BEIRE
A arte de saber ler O Gaiato
Fiquei calado, mas a ruminar. E ruminei, ruminei, ruminei. Porque os sentimentos de cada um merecem-me todo o respeito e compreensão. Depois, não sei por que associação de ideias, lembrei Pai Américo, em testamento aos Padres da Rua, a propósito do nosso jornal: (...) Escrevam como quem reza. Cá bem por dentro, passam crónicas e crónicas d'O GAIATO que foram para mim uma fonte de "Mais Vida e Vida em abundância". Em momentos decisivos da minha vida. Páginas d'O GAIATO que me marcaram e muito contribuíram para o meu, ainda inacabado, processo de amadurecimento. Crónicas de Pai Américo, P.e Telmo, P.e Baptista, P.e Carlos, P.e Acílio, P.e Horácio. E até certas "cartas dos leitores" e crónicas dos rapazes. Cada um de seu jeito, naquele dia, àquela hora, aquela crónica foi-me um marco a balizar o meu PRO+seguir, rumo ao meu hoje, aqui e agora. Por isso quero tanto a esta Obra da Rua, neste Calvário e nesta Casa do Gaiato. Por isso mesmo, enquanto for preciso e a vida mo pedir, eu não vou abandonar a barca. É-me demasiado evidente que, também aqui, "o reinado Deus" está em marcha. Para não mais parar.

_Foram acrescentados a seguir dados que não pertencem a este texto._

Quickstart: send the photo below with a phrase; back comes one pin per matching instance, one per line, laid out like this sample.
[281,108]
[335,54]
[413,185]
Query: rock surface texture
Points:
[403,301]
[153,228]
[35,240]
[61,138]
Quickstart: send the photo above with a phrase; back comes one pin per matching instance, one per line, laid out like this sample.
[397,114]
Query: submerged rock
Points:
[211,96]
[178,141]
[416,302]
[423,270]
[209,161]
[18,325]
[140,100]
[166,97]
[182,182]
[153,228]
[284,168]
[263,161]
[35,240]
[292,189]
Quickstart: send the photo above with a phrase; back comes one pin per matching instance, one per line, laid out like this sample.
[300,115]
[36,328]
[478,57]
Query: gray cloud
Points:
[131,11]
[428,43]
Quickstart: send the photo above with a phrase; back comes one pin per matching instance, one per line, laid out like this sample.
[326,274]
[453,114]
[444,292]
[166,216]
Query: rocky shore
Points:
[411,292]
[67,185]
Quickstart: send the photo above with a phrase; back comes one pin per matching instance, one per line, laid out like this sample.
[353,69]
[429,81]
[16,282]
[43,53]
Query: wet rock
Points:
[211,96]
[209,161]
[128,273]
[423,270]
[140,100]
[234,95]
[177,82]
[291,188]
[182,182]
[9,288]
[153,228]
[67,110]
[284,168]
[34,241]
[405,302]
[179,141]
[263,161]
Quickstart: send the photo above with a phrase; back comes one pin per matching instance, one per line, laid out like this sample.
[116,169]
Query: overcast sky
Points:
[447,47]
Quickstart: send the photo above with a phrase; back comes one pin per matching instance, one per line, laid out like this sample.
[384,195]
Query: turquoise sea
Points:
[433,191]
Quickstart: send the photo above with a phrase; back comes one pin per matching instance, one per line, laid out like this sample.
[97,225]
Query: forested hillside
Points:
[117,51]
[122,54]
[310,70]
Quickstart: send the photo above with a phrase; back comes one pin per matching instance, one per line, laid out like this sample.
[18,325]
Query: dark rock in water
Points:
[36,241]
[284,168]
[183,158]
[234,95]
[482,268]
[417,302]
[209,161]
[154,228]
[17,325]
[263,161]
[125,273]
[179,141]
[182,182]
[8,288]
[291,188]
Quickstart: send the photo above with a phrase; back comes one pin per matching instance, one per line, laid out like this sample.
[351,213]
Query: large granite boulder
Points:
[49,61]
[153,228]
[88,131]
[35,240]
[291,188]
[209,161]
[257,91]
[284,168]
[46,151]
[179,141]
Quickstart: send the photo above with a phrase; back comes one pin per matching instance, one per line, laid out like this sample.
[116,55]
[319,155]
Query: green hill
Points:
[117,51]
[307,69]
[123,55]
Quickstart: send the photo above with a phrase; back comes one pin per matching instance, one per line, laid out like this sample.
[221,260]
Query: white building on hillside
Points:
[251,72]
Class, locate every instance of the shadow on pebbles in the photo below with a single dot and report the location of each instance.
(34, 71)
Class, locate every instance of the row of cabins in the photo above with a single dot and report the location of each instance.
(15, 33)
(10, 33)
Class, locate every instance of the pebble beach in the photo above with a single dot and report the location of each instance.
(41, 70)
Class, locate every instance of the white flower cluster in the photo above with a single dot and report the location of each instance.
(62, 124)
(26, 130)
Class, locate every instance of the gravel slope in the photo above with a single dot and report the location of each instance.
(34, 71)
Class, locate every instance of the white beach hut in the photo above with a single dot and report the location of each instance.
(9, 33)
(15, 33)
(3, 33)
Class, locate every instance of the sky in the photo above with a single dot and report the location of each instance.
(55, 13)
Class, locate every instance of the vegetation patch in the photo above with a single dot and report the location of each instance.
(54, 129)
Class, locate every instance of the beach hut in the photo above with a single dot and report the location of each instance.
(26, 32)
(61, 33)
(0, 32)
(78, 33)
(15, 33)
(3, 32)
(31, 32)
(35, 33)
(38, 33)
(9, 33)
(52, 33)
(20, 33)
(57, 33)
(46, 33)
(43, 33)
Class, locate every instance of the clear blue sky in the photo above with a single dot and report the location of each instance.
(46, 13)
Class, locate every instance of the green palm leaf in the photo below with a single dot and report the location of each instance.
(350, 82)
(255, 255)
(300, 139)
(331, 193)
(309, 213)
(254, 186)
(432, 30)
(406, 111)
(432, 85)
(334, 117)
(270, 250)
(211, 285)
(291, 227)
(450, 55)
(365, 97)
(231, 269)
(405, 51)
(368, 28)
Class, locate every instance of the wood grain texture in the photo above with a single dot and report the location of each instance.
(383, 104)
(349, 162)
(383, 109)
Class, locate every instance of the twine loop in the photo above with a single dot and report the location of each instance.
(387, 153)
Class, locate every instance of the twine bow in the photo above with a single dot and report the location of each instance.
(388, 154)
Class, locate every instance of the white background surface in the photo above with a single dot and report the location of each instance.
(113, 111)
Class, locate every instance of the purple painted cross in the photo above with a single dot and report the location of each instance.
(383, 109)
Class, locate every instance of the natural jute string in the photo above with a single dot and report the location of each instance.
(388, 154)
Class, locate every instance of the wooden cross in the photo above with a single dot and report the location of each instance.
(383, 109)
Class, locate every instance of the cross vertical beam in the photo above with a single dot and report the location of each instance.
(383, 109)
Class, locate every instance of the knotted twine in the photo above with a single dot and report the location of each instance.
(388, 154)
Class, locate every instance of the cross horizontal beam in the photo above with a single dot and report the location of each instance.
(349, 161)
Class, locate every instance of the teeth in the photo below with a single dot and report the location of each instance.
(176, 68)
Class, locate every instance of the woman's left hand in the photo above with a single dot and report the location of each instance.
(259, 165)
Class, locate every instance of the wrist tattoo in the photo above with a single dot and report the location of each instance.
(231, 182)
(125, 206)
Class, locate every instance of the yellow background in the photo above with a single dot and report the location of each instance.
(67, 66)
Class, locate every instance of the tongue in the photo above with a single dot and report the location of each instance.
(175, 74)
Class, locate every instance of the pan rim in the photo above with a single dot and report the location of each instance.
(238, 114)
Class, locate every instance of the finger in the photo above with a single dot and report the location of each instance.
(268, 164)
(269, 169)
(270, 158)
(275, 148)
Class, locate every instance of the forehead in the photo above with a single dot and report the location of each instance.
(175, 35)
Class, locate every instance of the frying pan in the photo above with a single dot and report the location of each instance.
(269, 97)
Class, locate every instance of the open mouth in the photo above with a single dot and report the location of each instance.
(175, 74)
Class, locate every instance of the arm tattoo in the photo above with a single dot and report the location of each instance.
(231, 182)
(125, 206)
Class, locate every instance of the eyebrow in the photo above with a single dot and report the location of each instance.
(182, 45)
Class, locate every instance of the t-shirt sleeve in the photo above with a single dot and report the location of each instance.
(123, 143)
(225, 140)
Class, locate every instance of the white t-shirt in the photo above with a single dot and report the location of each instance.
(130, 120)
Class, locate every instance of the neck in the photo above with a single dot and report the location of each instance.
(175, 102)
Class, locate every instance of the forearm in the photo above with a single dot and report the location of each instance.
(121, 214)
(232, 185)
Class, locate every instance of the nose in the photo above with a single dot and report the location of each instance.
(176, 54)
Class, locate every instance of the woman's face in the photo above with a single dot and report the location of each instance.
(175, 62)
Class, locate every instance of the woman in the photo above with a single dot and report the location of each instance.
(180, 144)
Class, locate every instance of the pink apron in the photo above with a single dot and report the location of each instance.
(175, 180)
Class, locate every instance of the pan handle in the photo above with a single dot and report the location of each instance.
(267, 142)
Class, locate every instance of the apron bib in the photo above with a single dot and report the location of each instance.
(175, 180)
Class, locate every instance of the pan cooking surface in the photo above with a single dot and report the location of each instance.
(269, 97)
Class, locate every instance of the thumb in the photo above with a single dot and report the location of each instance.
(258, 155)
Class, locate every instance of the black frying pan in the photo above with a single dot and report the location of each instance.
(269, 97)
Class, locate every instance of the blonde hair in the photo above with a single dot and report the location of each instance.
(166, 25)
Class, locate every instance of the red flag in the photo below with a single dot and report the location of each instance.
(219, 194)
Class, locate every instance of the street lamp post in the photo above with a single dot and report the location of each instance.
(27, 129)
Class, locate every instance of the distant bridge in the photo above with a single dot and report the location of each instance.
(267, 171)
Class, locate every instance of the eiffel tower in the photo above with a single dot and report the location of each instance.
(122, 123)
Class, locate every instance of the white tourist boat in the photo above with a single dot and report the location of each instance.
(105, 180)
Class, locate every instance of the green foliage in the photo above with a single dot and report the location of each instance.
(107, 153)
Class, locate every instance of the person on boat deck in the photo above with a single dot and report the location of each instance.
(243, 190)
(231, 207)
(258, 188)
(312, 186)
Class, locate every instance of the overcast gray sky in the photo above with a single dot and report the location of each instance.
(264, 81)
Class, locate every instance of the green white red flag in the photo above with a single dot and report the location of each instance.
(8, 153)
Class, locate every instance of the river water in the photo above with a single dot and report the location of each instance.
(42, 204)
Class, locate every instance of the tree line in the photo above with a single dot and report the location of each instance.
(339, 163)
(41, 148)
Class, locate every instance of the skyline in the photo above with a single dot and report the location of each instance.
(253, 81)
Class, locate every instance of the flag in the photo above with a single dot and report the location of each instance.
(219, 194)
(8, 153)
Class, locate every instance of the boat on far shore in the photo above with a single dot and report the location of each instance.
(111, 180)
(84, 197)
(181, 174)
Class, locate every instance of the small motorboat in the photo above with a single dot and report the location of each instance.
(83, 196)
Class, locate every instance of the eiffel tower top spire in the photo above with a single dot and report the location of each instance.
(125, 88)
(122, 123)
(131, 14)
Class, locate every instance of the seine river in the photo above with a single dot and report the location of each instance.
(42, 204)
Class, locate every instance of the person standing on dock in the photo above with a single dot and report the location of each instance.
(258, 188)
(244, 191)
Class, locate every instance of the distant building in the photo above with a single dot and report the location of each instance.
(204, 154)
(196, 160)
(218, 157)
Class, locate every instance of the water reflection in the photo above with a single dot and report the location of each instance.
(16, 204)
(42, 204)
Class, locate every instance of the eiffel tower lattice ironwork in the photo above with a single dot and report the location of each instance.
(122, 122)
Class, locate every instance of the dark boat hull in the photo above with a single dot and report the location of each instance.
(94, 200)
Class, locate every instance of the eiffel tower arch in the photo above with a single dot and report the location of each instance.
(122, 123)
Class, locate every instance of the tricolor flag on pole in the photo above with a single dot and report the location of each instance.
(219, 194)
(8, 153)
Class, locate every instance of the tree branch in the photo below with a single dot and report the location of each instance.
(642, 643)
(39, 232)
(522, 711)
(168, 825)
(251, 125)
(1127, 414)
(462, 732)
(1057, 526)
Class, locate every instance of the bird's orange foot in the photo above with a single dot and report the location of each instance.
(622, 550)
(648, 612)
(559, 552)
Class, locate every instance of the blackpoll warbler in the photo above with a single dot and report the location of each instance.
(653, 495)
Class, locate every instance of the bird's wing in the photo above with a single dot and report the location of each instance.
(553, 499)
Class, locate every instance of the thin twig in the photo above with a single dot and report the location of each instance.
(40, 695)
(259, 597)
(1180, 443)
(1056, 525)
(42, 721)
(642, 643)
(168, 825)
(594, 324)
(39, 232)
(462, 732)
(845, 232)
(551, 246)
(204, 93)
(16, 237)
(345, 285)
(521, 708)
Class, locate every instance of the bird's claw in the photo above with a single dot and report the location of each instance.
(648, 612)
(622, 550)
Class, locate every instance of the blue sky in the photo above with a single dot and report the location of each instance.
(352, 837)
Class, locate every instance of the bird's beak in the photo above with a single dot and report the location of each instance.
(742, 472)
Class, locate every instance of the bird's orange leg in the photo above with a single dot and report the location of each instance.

De Pai Américo a Mahatma Gandhi. Sem saber como, de Pai Américo, passei a Gandhi. Um bocadinho mais velho que Pai Américo, mas ainda contemporâneos. Gandhi, o incansável lutador pelos direitos dos imigrantes índios na África do Sul. Lá para onde Pai Américo sentiu a célebre martelada que o arrancou das "coisas do mundo" para se entregar, de alma e coração, aos filhos da rua, em que já começava a ver Filhos de Deus, agrilhoados pelo desprezo social... Gandhi, nessa sua fidelidade a uma "crença inabalável no protesto pela não violência e pela tolerância religiosa". Fixo-me naquela sua arte de arrastar atrás de si multidões que, com ele, passaram a acreditar na "satyagraha" - a não violência. Uma resistência passiva contra as injustiças cometidas sobre o seu povo. Num dinamismo de tal modo humanizador que arrastava por atracção. E acontece que também Gandhi falou sobre a importância do escrever. (...) Escrever sim, mas tudo e só pela libertação dos oprimidos.
Caio na conta de que, por caminhos diferentes, ambos eles deram a sua vida pela implantação do mesmo "reinado de Deus" - um "santo", no Catolicismo e um "mahatma", no Induísmo!. Como que irmanados na mesma Fé, viram que a vontade d'o seu Deus é a felicidade dos homens por Ele amados. Em ambos a mesma tónica posta n'os últimos, os mais oprimidos pelo sistema social vigente.
Quando já no ano de 1946, Arand pediu licença para publicar aqueles "pensamentos", Gandhi replicou: "Mas o que é que têm assim de especial para te deixarem tão desejoso de os publicar? Se queres mesmo publicá-los, fá-lo, mas só depois da minha morte. Este tipo de escritos não costuma aparecer em vida do seu autor. Porque, quem sabe?! Pode acontecer que nem mesmo eu seja capaz de viver sempre em conformidade com o que escrevi! Mas, se me mantiver fiel a eles até ao último instante da minha vida, então, e só então, valerá a pena publicá-los".
Olho os Padres da Rua que, ao longo dos já sessenta e dois anos que Pai Américo partiu, têm dado vida a'O GAIATO. Olho os que também já partiram: P.e Luís Barata, P.e Carlos, P.e Horácio, P.e Zé Maria. Olho os que estão a precisar de quem renda os que estão cansados - P.e Telmo, P.e Baptista, P.e Manuel António e P.e Acílio. Olho os que ainda são Esperança de um novo dia que vai nascer - P.e Rafael, em Malanje; P.e Júlio, em Paço de Sousa; P.e Manuel Mendes, em Miranda; P.e Quim, a apoiar Benguela. E, já com o pé na soleira da porta, mais um sonho, para Maputo.
Olho e rezo: Senhor, eu sei que a Tua vontade é que nenhum dos Teus filhos se perca. Também esses que, sem família e/ou já órfãos de pais vivos, ainda abundam nas vielas da cidade ou nos recônditos das aldeias. Sei. Por isso, com as minhas pequenas tarefas, quero ainda ser útil ao mundo, fiel à tua chamada.